Sounds like dang near straight up organic matter to me. The best money you can spend
 
I think grant is using a mixture of top soil, turkey litter and something else. Can't remember for sure. We have a spreader but can't find a source close enough to mess with.
 
I would start hauling!! Price is right.I have a buddy that is a large farmer and also raises turkey's he claimed turkey $hit is the best. He buys it from other turkey guys too.
 
The fields in my backyard are about 4 acres...a very poor quality 4 acres. Heavy clay, wet, rocky, thin. I have been spreading horse manure on them for about the past 4 or 5 years and have been amazed with the results. I spread in the spring and fall and then mow twice a year. By doing this I have gotten the clover to volunteer quite abundantly to the point that my back yard has become kind of an ad hoc foodplot. We never used to see deer in the back yard. Now we see them every morning amd every night.

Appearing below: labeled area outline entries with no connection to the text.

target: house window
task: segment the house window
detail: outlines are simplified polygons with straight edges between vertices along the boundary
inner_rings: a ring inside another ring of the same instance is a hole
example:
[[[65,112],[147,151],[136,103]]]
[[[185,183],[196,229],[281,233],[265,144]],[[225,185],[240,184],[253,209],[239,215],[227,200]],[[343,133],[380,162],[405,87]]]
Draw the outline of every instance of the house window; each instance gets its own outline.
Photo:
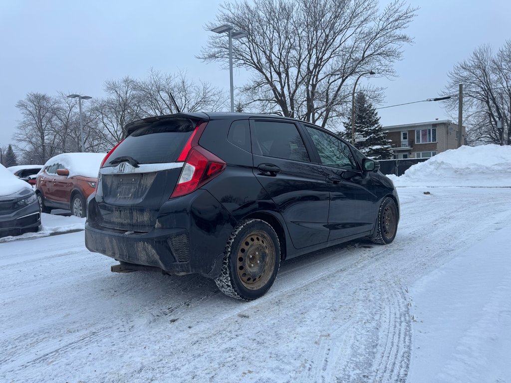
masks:
[[[415,158],[428,158],[436,155],[436,152],[417,152],[415,153]]]
[[[426,143],[436,142],[436,128],[419,129],[415,131],[415,143]]]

I definitely have weeds, but I'm not concerned as this is just my backyard. If your manure is old and heavily composted I would say go for it.
 
Manure being so scarce and valuable is a very foreign thing to me. There are large dairies that rent cropland mostly so they have a place to spread manure; no poultry and very little hog manure around here, though- almost all cows.
 
The majority of farmers in my area have gone liquid manure, with the exception of Amish.
 
The horse manure is slower to break down than the other manures. Make sure the horse manure is composted and broken down so that the weed seeds are killed otherwise they could germinate and be spread in your plots.

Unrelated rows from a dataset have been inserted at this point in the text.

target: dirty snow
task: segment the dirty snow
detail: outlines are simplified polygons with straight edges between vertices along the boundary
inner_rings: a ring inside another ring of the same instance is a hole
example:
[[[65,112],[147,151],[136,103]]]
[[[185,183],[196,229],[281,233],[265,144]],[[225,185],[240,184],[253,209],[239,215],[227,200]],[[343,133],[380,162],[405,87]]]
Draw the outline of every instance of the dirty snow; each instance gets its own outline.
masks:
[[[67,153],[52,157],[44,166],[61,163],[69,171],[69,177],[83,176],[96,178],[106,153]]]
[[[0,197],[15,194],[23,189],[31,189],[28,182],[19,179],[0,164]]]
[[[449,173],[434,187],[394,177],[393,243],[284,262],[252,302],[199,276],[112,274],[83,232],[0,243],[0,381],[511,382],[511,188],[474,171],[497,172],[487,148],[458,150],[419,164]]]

We have horses, I would never use horse manure in my food plots due to the weeds. I used to put it in the garden, not anymore. They don't have the multiple stomachs to break the seeds down like cows.
 
If It's not fully composted, haul it away and compost it at your place, just to ensure you've got it. Only downside is you'd have to load/unload twice. Depending on how big your plots are, you could make compost piles around your plots and space them as far apart as your flinging radius. To be more scientific, this is the distance you can fling $hit over your shoulder onto your plot.

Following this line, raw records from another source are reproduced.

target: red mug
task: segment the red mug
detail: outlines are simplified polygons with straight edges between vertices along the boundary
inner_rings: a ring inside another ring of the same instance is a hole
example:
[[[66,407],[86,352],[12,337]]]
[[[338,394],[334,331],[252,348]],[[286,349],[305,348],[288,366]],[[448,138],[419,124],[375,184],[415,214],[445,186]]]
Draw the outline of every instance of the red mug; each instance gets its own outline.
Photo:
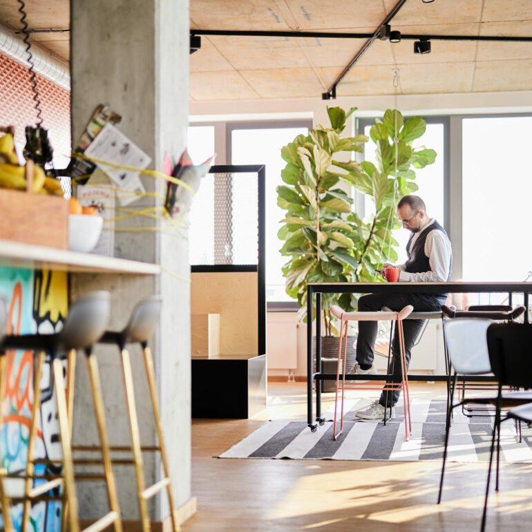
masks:
[[[401,270],[399,268],[385,268],[384,277],[388,283],[397,283],[399,281],[399,274]]]

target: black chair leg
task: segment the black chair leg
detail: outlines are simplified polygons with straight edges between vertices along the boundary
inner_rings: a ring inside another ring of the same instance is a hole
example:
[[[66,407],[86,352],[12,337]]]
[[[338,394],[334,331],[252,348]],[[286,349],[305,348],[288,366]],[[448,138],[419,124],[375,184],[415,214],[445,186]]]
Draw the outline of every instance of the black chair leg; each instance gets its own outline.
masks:
[[[393,333],[394,333],[394,325],[395,325],[395,322],[392,321],[391,323],[391,325],[390,326],[390,342],[388,343],[388,362],[386,363],[386,369],[388,370],[388,372],[390,373],[390,357],[392,354],[392,340],[393,340]],[[394,359],[392,359],[392,364],[394,363]],[[392,365],[392,372],[393,373],[393,365]],[[392,407],[390,407],[390,417],[386,417],[386,410],[388,410],[388,393],[389,390],[388,388],[384,392],[384,424],[386,424],[387,419],[389,419],[392,417]]]
[[[489,496],[490,479],[491,477],[491,464],[493,463],[493,448],[495,444],[495,430],[499,424],[499,417],[500,416],[500,398],[501,386],[499,386],[499,395],[497,401],[497,410],[495,411],[495,421],[493,426],[493,432],[491,435],[491,448],[490,448],[490,461],[488,466],[488,480],[486,483],[486,497],[484,502],[484,510],[482,511],[482,521],[480,524],[480,532],[484,532],[486,529],[486,514],[488,510],[488,497]]]
[[[456,386],[456,372],[455,373],[453,384],[450,388],[450,408],[447,412],[447,418],[445,421],[445,446],[444,447],[444,462],[441,464],[441,475],[439,477],[439,491],[438,493],[438,504],[441,502],[441,492],[444,489],[444,475],[445,474],[445,464],[447,461],[447,446],[449,443],[449,433],[450,432],[450,412],[453,410],[453,397],[455,393],[455,386]]]

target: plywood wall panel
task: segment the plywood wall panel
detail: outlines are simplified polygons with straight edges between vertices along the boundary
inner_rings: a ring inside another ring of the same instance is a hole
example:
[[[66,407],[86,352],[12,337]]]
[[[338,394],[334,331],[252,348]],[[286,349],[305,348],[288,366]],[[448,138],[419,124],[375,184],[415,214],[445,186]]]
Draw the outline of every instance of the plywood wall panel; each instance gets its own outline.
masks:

I don't know why, but I giggled as I typed that.
 
I think I'm gonna try it on a small woodland plot first. Can't hurt
 
Manure is about the best thing you can do for a food plot, you get both fertilizer and instant OM for your soil. I wish we would have had access to some on our sandy soil at the old place. The farmers around us wouldn't let you have any for all the money in the world, it went right back onto their own fields, that fact alone tells you something. I'm 100% positive it would have made a huge difference in our ability to grow our clover patches through the heat of summer. I personally would take as much of it as I could possibly get my hands on, before the offer no longer stands. You can always stockpile it around your plots and spread it later, no different than a pile of lime.